Empires In The Northwest


The English were still nursing the dream of a Northwest Passage to the Orient. The Spanish were trying to nail down the ancient edict of Pope Alexander VI which made the whole Pacific a Spanish lake. The Russian Tsar, Peter the Great, thought it would be a neat coup if he could beat the maritime powers at their own game of exploration.

Thus it was that the power drives of three European empires converged, in the middle of the Eighteenth Century, on the Northwest Coast of America. They found no Northwest Passage, and no gold, but they found the sea otter. This was the rich prize which brought more ships, and the threat of worldwide war, to the remote waters of Nootka Sound. It brought, too, a fleet of Yankee traders, who snatched the prize, and one of whom discovered the great River of the West.

This story of exploration and conflict comprises the first part of David Lavender’s forthcoming Land of Giants: The Drive to the Northwest, 1750-1950 . The book is one of the “Mainstream of America” Series, published by Doubleday & Company. Mr. Lavender, who is head of the English Department at the Thacher School in Ojai, California, wrote Bent’s Fort , a best seller two years ago. On the following pages A MERICAN H ERITAGE presents excerpts from his new book.

In the Year of Salvation 1579 Spanish concern over an enemy-controlled entry into her private ocean, as she deemed the Pacific, took on frightening substance. Red-bearded Francis Drake, materializing out of nowhere in his Golden Hind , fell first on the ports of Valparaiso and Callao de Lima. Next he seized a treasure galleon bound for Panama and from her stripped strongboxes full of emeralds and pearls, thirteen chests of coined silver, eighty pounds of gold ingots, twenty-six tons of silver bars. Glutted with plunder, the Golden Hind then vanished toward the north.

North! What attraction, the ravaged Spaniards wondered, could lie in that direction … unless it was the Strait of Anian, western end of the long-sought Northwest Passage through America. Had Drake found it? Was he now planning to escape through the same alarming channel?

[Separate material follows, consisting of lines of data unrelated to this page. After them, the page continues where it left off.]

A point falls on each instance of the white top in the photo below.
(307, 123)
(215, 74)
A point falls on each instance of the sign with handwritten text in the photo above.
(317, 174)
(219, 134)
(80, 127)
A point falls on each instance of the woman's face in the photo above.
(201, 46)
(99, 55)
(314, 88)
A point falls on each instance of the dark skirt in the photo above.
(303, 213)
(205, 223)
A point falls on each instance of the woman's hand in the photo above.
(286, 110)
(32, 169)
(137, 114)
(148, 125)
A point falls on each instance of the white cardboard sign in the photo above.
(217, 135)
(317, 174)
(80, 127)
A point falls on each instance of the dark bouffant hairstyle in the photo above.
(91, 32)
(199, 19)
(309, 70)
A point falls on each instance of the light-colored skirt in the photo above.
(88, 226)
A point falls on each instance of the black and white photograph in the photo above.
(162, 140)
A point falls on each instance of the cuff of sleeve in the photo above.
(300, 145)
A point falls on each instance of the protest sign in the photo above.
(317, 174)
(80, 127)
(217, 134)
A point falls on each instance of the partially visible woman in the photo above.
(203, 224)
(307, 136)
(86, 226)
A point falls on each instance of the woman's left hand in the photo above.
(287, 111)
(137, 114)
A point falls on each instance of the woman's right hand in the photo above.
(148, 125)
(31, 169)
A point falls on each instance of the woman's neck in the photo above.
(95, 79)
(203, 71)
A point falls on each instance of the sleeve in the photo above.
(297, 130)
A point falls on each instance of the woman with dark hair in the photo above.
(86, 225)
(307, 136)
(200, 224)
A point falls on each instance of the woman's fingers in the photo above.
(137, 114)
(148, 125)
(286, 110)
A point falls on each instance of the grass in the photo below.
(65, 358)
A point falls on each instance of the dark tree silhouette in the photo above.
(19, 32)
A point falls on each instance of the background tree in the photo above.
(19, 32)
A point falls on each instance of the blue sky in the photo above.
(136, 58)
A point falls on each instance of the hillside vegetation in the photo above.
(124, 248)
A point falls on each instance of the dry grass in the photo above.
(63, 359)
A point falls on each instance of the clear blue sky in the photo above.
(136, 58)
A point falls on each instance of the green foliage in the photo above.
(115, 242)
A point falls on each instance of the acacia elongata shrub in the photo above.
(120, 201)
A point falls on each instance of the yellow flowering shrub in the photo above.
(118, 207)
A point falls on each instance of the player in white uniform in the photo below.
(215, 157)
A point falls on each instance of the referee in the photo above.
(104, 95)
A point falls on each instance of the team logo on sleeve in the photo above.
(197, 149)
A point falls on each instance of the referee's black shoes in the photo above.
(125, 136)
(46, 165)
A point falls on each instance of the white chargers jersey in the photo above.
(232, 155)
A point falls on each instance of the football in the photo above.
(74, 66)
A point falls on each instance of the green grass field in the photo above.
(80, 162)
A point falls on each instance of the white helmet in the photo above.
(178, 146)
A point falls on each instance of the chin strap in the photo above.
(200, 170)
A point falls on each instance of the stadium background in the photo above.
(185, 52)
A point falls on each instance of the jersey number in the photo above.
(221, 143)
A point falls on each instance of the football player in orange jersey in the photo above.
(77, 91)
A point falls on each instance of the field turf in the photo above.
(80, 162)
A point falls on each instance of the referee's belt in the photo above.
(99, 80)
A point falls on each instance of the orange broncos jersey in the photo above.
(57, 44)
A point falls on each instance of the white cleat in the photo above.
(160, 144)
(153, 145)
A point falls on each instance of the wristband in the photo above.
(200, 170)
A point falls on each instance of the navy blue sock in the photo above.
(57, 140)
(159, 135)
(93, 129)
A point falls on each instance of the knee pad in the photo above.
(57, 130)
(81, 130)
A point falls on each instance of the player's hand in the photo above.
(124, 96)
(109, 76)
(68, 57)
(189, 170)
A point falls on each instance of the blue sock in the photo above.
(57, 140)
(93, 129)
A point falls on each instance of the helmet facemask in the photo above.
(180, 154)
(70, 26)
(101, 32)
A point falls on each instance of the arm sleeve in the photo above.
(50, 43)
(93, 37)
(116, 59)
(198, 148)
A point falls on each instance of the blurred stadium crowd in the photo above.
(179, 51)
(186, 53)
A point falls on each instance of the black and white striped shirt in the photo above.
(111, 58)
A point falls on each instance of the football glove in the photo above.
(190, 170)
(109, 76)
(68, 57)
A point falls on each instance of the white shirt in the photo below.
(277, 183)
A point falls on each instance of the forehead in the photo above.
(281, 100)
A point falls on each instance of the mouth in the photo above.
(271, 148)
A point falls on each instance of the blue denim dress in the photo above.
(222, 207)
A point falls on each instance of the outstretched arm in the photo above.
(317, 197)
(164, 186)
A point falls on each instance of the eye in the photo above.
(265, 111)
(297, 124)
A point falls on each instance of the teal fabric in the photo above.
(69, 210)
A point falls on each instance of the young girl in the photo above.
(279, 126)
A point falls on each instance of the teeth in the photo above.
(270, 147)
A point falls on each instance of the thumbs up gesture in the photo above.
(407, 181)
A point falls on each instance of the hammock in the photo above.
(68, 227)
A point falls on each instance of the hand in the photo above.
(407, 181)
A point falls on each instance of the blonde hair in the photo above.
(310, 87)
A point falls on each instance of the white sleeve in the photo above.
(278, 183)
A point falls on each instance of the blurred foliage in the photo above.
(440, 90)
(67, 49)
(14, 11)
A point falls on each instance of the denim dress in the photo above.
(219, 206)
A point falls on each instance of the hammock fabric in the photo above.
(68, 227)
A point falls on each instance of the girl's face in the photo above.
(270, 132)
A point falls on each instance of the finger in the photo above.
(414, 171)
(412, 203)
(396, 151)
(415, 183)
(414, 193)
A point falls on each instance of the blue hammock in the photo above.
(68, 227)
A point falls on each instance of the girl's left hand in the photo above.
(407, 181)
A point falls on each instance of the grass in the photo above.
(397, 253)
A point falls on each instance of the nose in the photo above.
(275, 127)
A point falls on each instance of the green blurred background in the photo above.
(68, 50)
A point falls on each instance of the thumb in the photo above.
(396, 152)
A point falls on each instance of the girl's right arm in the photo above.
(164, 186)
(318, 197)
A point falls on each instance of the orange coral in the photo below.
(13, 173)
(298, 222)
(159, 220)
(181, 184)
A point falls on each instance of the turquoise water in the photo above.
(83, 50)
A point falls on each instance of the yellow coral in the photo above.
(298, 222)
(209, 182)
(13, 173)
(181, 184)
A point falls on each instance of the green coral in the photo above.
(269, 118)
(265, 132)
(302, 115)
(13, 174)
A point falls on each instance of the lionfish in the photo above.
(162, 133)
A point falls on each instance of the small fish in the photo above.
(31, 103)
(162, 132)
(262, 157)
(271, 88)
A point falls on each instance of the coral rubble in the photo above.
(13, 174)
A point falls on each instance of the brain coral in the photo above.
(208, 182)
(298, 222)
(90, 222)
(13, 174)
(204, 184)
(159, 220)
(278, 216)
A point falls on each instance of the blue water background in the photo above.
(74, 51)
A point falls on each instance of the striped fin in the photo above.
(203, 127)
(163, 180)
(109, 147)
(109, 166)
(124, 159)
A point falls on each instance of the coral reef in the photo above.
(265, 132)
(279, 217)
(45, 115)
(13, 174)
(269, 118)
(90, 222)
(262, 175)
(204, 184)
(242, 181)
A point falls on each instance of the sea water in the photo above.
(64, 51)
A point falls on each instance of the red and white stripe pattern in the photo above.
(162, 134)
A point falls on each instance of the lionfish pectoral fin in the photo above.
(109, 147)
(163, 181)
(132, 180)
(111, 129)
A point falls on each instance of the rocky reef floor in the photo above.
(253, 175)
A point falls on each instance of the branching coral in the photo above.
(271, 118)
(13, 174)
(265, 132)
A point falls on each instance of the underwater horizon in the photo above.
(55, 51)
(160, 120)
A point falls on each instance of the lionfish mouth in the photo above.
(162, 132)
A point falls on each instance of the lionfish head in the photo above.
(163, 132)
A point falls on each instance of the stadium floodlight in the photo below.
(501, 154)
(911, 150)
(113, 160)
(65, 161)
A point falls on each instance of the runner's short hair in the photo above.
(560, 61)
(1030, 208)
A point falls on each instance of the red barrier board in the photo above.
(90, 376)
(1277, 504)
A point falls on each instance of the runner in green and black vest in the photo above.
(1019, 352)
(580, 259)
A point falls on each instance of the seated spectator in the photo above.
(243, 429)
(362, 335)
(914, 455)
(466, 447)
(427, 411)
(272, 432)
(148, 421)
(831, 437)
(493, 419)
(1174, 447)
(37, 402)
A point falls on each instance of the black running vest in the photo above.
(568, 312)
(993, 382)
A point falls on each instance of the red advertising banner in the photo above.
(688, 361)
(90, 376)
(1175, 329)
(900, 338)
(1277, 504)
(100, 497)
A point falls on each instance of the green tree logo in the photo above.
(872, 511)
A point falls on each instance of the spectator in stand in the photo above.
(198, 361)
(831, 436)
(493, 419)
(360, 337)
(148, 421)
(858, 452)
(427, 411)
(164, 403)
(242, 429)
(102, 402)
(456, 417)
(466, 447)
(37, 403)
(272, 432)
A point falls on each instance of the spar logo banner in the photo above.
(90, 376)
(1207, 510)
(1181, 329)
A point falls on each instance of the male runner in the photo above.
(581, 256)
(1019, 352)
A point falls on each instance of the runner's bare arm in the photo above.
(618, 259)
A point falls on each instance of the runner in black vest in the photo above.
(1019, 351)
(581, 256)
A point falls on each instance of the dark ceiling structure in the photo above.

Other circumstances added to the fear. As Spanish agents in London were well aware, a reformed semi-pirate named Martin Frobisher had already made two trips across the North Atlantic, hunting among the icebergs beyond Greenland for the eastern end of the passage. Was it only coincidence, then, that shortly before Drake’s raids Frobisher had embarked on a third expedition? To be sure, his ostensible purpose was to dig for Arctic gold. But what of the inlet whose mouth Frobisher had discovered on his earlier trips, an inlet reputedly pointing straight in the direction of Spain’s Southern Sea? Did he and Drake plan to meet and concoct more devilment somewhere up in those bleak waterways?

The Spanish were, of course, jumping at bogies. Drake had entered the Southern Sea through the Straits of Magellan. He had, however, no intention of returning that way. On his outward journey Cape Horn’s “hell-darke nightes and the mercyless fury of tempestuous storms” had swallowed one of his accompanying ships while sending another scudding in terror back to England’s green and pleasant land. Only the Golden Hind was left, and now the aroused Spaniards, as well as the wind-racked seas, awaited any attempt to retreat via the south. Escape to the north was preferable—if a navigable northern waterway back into the Atlantic indeed existed.

Drake tried to learn. Quite probably his own desires were fortified by secret orders he carried, enjoining him to search for the far end of Frobisher’s inlet. We cannot be sure, for no record remains beyond Drake’s own enigmatic remarks. But we do know that something prompted him to sail doggedly northward for more than three thousand miles and so become the first white man to glimpse the lower reaches of what we today call the Pacific Northwest.

The landfalls he made dismayed him. Although his means for determining longitude were crude, they none the less showed him that he had gone far to the west. Central America might be relatively narrow, but this part of the continent was enormous. Frobisher’s inlet lay thousands of miles off, and the likelihood of a strait spanning so tremendous a distance was remote indeed.

Equally discouraging was the weather: “extreame gusts and flaws … most vile, thicke, and stinking fogges.” Their tropic-thinned blood chilled by one of the Northwest’s infamous mists, the English buccaneers decided to abandon the search for the passage, particularly since they now possessed captured Spanish charts showing the way to the Philippines.

Yet Drake could not ignore his secret orders without giving good cause. Voicing those causes became the work, in part, of Parson Francis Fletcher, the ship’s chaplain. Piously Fletcher wrote that as the Golden Hind gave up her northward cast and turned south, seeking a bay where the men could careen the ship before tackling the open ocean, every hill they passed “though it was June … [was] covered with snow”- this in a California spring! Only fools, of course, would push ahead under such circumstances. And as for the Strait of Anian, “wee conjecture that either there is no passage at all through these Northerne coasts (which is most likely) or if there be, yet it is unnavigable.”